ポルトガルの貿易赤字、2026年6月に36億3000万ユーロへ拡大

燃料・潤滑油と工業用原料が赤字拡大を主導し、輸入の伸びが輸出を上回った。一方、第2四半期と上半期の貿易統計では輸出の勢いは維持された。

ファクトチェック
Trading Economicsのニュース記事と国別ページはいずれも、ポルトガルの2026年6月の貿易赤字が36億3000万ユーロ(36億3200万ユーロ)で、輸入(107億9500万ユーロ)の伸びが輸出(71億6300万ユーロ)を上回り、その主因が燃料・潤滑油と産業用原材料であったと報じており、これは当該主張と完全に一致する。第2四半期および上半期の輸出モメンタムが維持されたとの主張も裏付けられている(第2四半期の輸出は+10.3%、上半期の輸出は+1.7%)。Trading Economicsはポルトガル統計局(INE)を参照しており、同局のプレスリリース一覧でも、2026年6月の国際貿易統計が2026年8月7日に公表されたことが確認できる。主張の全要素は裏付けられている。
要約

ポルトガルの貿易赤字は2026年6月に36億3000万ユーロとなり、前年同月の25億1000万ユーロから拡大した。輸入が輸出を大きく上回る伸びとなったことが背景である。輸入は前年同月比19.6%増加し、ブラジル産原油を中心とする燃料・潤滑油の50.7%急増と、工業用原料の23.5%増加が主因となった。ブラジル、オランダ、ドイツからの輸入はとりわけ大きく増えた。
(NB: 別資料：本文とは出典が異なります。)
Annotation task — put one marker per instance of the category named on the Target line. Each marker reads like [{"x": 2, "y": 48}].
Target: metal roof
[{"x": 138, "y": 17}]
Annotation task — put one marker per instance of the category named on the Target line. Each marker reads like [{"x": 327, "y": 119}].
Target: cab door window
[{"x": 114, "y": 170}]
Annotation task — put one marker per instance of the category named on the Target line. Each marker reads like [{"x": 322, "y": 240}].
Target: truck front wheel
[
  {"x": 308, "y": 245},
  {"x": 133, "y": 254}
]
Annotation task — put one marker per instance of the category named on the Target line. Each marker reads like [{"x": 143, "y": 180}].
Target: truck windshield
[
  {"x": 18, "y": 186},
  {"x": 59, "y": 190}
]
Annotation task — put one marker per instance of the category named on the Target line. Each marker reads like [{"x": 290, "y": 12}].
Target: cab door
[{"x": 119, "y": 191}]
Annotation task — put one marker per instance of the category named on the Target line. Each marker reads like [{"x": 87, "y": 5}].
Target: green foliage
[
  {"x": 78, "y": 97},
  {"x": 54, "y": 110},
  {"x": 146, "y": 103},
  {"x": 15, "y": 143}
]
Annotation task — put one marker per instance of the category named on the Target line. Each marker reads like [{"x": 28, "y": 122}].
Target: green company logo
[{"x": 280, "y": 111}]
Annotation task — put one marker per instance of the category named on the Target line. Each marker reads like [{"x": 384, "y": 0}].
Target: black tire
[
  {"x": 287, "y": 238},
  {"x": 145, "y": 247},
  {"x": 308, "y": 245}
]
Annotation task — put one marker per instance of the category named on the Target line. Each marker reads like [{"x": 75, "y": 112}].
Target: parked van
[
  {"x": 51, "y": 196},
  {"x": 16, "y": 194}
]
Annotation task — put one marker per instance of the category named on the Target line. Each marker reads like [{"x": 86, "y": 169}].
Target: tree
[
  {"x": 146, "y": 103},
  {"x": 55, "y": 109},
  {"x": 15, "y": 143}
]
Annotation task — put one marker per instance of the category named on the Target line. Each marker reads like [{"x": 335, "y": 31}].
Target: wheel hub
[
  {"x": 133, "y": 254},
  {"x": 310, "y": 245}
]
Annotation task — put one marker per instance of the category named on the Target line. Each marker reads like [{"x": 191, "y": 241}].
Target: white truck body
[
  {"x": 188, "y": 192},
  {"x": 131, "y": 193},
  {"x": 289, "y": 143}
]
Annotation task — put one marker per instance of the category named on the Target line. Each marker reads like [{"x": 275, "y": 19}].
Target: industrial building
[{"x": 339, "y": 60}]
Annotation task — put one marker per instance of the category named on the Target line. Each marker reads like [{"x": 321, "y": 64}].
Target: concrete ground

輸出は前年同月比10%増加し、燃料・潤滑油の69.3%急増と、特に卑金属を中心とする工業用原料の13.4%増加が下支えした。スペイン向けとドイツ向けの輸出も伸びた。第2四半期には輸出が前年同期比10.3%増、輸入が8.7%増となった。2026年上半期では輸出が前年同期比1.7%増、輸入が6.3%増となり、ポルトガルの貿易収支への圧力が続いていることを示した。

用語解説
  • 貿易赤字: 一定期間において、一国の輸入額が輸出額を上回る額。
  • 工業用原料: 原材料や中間財など、生産の投入財として用いられる財。
  • 燃料・潤滑油: 原油や精製燃料などを含む、エネルギー関連の輸出入品。